Next Sunday will be the 98th installment of the most important race in IndyCar racing, the Indianapolis 500.
Indianapolis 500 tickets have an average price of $169.82 with a get-in price of $21. Two days earlier on Friday, the Indianapolis 500 Coors Light Carb Day is a celebration event with a practice run, along with concerts by O.A.R. and Jane’s Addiction. Tickets to Coors Light Carb Day have an average price of $36 with a get-in price of $30 for an entire day’s worth of fun. The qualifying round on May 17 features an average ticket price of $43 with a get-in price of $37.
It is the most expensive Indy 500 average ticket price in the past four years. In 2012, the average ticket price was $147.50, higher than 2013’s average ticket price of $141.61. Last year, the average ticket price was $162.29, a little less than this year’s average price.
There is not a clear-cut favorite in the field of 33 drivers this year, as the race is as up for grabs as it’s ever been. Tony Kanaan is the defending winner of the Indianapolis 500 and he starts way back in 16th place after struggling in qualifying. Teammate Scott Dixon, who won the race in 2008, starts in the middle of Row 4.
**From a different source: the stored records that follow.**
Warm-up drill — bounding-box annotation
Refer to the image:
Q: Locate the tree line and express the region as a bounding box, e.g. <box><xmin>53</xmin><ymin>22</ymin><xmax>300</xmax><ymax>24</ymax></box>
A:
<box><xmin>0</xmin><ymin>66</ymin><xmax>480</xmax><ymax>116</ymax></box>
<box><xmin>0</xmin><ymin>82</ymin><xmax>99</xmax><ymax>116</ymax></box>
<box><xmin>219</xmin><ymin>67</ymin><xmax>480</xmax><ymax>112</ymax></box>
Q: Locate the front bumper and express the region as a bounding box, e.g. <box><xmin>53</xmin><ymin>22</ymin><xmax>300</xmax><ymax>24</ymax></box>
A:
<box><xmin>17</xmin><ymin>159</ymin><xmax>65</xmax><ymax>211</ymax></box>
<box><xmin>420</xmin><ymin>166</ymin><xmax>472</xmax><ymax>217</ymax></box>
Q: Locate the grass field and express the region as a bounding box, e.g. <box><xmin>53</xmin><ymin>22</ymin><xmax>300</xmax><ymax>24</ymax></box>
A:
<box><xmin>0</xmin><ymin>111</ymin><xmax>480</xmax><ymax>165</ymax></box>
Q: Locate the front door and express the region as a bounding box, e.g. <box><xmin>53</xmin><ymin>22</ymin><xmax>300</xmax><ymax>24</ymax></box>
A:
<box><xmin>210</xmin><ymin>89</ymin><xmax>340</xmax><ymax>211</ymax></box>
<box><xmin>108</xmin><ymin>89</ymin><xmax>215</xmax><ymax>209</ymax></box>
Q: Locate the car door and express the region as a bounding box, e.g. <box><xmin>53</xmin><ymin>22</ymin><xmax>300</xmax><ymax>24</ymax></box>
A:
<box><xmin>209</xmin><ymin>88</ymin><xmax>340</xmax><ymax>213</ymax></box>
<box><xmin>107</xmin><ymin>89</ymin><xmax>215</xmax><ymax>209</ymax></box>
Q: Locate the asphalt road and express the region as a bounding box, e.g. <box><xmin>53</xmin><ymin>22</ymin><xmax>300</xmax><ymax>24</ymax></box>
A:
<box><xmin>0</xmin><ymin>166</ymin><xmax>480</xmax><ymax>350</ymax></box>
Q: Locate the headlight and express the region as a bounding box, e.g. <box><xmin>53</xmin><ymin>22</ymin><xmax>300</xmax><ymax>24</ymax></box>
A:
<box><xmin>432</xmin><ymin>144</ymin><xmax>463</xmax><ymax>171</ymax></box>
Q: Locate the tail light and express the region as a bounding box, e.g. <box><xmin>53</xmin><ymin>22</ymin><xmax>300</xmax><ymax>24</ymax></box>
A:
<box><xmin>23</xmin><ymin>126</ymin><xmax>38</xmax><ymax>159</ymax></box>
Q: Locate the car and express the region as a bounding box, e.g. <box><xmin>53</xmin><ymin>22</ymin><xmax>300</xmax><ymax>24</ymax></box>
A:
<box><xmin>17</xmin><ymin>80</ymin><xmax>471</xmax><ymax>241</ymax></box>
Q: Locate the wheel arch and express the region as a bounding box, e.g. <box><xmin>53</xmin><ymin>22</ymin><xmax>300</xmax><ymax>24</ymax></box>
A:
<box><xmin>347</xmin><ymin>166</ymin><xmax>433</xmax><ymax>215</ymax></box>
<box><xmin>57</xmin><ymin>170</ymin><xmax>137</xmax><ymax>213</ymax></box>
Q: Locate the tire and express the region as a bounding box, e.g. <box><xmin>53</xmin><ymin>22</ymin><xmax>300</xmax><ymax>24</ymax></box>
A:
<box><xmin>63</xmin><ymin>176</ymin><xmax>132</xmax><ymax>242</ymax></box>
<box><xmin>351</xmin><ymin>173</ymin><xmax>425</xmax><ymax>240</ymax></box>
On the outside is 2004 NASCAR Sprint Cup champion Kurt Busch, who has been impressive in practice and is attempting to be the first driver in ten years to compete in both the Indy 500 and Coca-Cola 600 on the same day.
Helio Castroneves is a three-time Indianapolis 500 winner but his last victory came in 2009. Even so, he’ll most likely be a huge factor in how the race plays out.
Indiana’s own Ed Carpenter won the pole for the second year in a row with a four-lap average of 231.067 miles-per-hour. The hometown favorite will have a great shot at creating a favorable storyline for the sport.
Simon Pagenaud of France has already won a big race at Indianapolis this month in the Inaugural Grand Prix of Indianapolis on May 10. The international driver seemingly has all the ingredients necessary to sweep both races at Indianapolis this month.
And that’s only half of it. With the race being so wide open and so many possible storylines, only time will tell how this race will be perceived when looking back on its rich history.